Опершись руками о подоконник, он стал молиться. То же чувство, которое побуждало его украшать свою приходскую церковь — он любил красивые облачения, хорошую музыку, ладан, — владело им и сейчас. Бог был в красоте мира и в его церкви. Человек может поклоняться ему в буковой рощице, в красивом саду, на высоком холме, у берегов сверкающей реки.

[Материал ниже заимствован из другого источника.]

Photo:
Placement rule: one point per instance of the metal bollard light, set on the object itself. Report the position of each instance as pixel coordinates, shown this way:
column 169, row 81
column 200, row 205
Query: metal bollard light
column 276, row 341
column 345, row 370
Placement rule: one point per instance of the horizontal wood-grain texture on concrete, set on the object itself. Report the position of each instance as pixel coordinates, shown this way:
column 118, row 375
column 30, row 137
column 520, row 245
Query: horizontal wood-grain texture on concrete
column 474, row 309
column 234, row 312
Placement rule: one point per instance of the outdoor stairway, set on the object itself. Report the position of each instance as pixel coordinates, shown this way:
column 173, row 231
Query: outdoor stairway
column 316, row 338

Бог в шелесте ветвей, и в гудении пчел, и в росе, покрывающей траву, и в благоухании цветов — он во всем! И к обычной молитве Пирсон прибавил шепотом: «Я благодарю тебя за мои чувства, всевышний! Сохрани их во всех нас светлыми, благодарными за красоту». Он стоял неподвижно, весь во власти какого-то блаженного томления, близкого к печали. Подлинная красота всегда приводила его в такое состояние. Люди так мало ее видят и никогда не наслаждаются ею в полную меру. Кто-то сказал недавно: «Любовь к красоте это на самом деле только инстинкт пола, и его удовлетворяет только полный союз». Ах, да, — это сказал Джордж, муж Грэтианы, Джордж Лэрд! Небольшая морщинка обозначилась меж его бровей, словно он внезапно укололся о шип.

Бедный Джордж! Впрочем, все они, эти врачи, в душе — материалисты, хотя и прекрасные ребята; и Джордж тоже славный парень, он просто до смерти заработался там, во Франции. Но их нельзя принимать всерьез. Он сорвал несколько веток шиповника и поднес их к носу, на котором еще остались следы белой мази, принесенной ему Ноэль. Сладкий запах чуть шероховатых лепестков вызвал в нем какую-то острую боль. Он бросил шиповник и отошел от подоконника. Нет, никакой тоски, никакой меланхолии! В такое прекрасное утро надо быть на воздухе!

День был воскресный; но он сегодня свободен — и от трех служб и от чтения проповеди. День отдохновения, наконец-то его собственный день! Его это даже как-то смущало; так долго он чувствовал себя рабочей лошадью, которую нельзя распрягать из боязни, что она упадет. Он начал одеваться с особой тщательностью и еще не кончил, когда кто-то постучал в дверь и послышался голос Ноэль:

— Можно войти, папа?

В бледно-голубом платье, с дижонской розой, приколотой у ворота, открывавшего загорелую шею, она казалась отцу олицетворением свежести.

— Письмо от Грэтианы; Джорджа отпустили в Лондон, он болен и сейчас у нас в доме. Ей пришлось взять отпуск в госпитале, чтобы ухаживать за ним.

Пирсон прочел письмо. «Бедный Джордж!»

— Папа, когда ты позволишь мне стать сестрой милосердия?

— Надо подождать, пока тебе исполнится восемнадцать, Нолли!

— А я могу сказать, что мне уже исполнилось. Всего месяц остался — и выгляжу я гораздо старше.

Пирсон улыбнулся.

— Разве не так, папа?

— Тебе, наверно, что-то между пятнадцатью и двадцатью пятью, родная, если судить по твоему поведению.

— Я хочу поехать как можно ближе к фронту.

Она закинула голову так, что солнце ярко осветило ее довольно широкое лицо и такой же широкий лоб, обрамленный волнистыми, светло-каштановыми волосами, короткий, несколько неопределенной формы нос, еще по-детски округлые, почти восковой прозрачности, щеки и голубоватые тени под глазами. Губы были нежные и уже любящие, серые глаза, большие и мечтательные, чем-то напоминали лебедя. Он даже не мог представить ее в форме сестры милосердия.

— Это что-то новое, да, Нолли?

— Обе сестры Сирила Морленда там; и сам он тоже скоро идет на фронт. Все идут.